By the end of the night, New England's tight ends and running backs accounted for 16 of the team's 27 receptions. And this isn't a case of Bill Belichick being smarter than everyone else but of simple scouting and execution:
Here's how bad it got: The Patriots wisely stayed away from shutdown cornerbacks Aqib Talib and Chris Harris Jr. and targeted linebackers and safeties forced to cover the aforementioned tight ends and running backs. But late in the second quarter, Dwayne Allen not only caught his first pass of the season, he scored a touchdown.
In coverage on the play? One of the NFL's best pass rushers, Von Miller.

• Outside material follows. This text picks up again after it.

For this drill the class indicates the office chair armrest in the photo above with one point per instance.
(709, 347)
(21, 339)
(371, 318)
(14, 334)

Allen is the 68th different receiver to catch a touchdown pass from Brady.
Osweiler wasn't half bad
Osweiler had one of his best games in recent memory, and that has to be encouraging for a Broncos offense that has stumbled through much of the first two months of the season. Emmanuel Sanders was the biggest beneficiary against the Patriots -- he finished with six receptions for 137 yards -- but things were going so well for the embattled quarterback that even the equivalent of blocked arm punts were finding his receivers for first downs:
Of course, it wasn't all unicorns and rainbows. First of all, Denver lost. Plus, Osweiler's stat line (18 of 33, 221 yards, one touchdown, one interception) won't suddenly make people forget about John Elway -- or, hell, Jake Plummer and/or Jay Cutler.
And we're pretty sure this poor sap left Sports Authority Field with a less-than-glowing review of Osweiler's performance because his lasting memory will be getting doinked in the gourd midway through the second quarter:
More depressing numbers for the Broncos
In the Broncos' last five games, they have been outscored 55-6 in the first quarter.

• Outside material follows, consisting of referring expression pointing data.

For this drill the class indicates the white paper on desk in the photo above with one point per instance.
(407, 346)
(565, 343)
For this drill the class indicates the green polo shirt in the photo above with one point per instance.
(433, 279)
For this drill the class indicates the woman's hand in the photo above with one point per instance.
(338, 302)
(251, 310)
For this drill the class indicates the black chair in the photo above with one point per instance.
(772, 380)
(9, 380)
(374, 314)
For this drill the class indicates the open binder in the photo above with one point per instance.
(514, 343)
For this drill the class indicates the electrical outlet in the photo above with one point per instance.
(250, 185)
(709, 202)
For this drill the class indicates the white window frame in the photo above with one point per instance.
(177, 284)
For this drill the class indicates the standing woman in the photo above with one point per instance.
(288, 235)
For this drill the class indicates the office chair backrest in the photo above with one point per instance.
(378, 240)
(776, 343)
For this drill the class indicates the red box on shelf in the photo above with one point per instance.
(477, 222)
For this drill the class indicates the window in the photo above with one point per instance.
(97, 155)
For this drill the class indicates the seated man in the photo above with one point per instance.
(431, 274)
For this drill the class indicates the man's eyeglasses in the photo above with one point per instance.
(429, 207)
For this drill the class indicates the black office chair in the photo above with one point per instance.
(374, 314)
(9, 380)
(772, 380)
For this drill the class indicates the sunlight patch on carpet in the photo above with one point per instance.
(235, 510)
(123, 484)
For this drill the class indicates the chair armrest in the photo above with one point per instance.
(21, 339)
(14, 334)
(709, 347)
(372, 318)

In those games, the Broncos have held the lead for four minutes total -- and that came last week when the led the Eagles 3-0. When it was over? Philly whipped Denver, 51-23. It was such a beatdown, in fact, that the Eagles tweeted that they ran out of celebratory fireworks.
The Patriots led 27-9 at the break and cruised to a 25-point win.
Salute to Service
Every player around the league stood for the national anthem on Sunday, a day after Veterans' Day. And in Denver, Broncos defensive end Derek Wolfe honored his brother-in-law, a member of the Navy, by having him run out on the field with him. Awesome moment.
The Patriots (7-2, atop the AFC East and the No. 2 seed in the AFC) are headed to Mexico City to face the Raiders (4-5) next Sunday in the famed Azteca Stadium. But first, it's to Colorado Springs for the week to train at the Air Force Academy. Why?
The Broncos (3-6), meanwhile, are tied for last place in the division with the Chargers and will host the Bengals (3-6) next Sunday.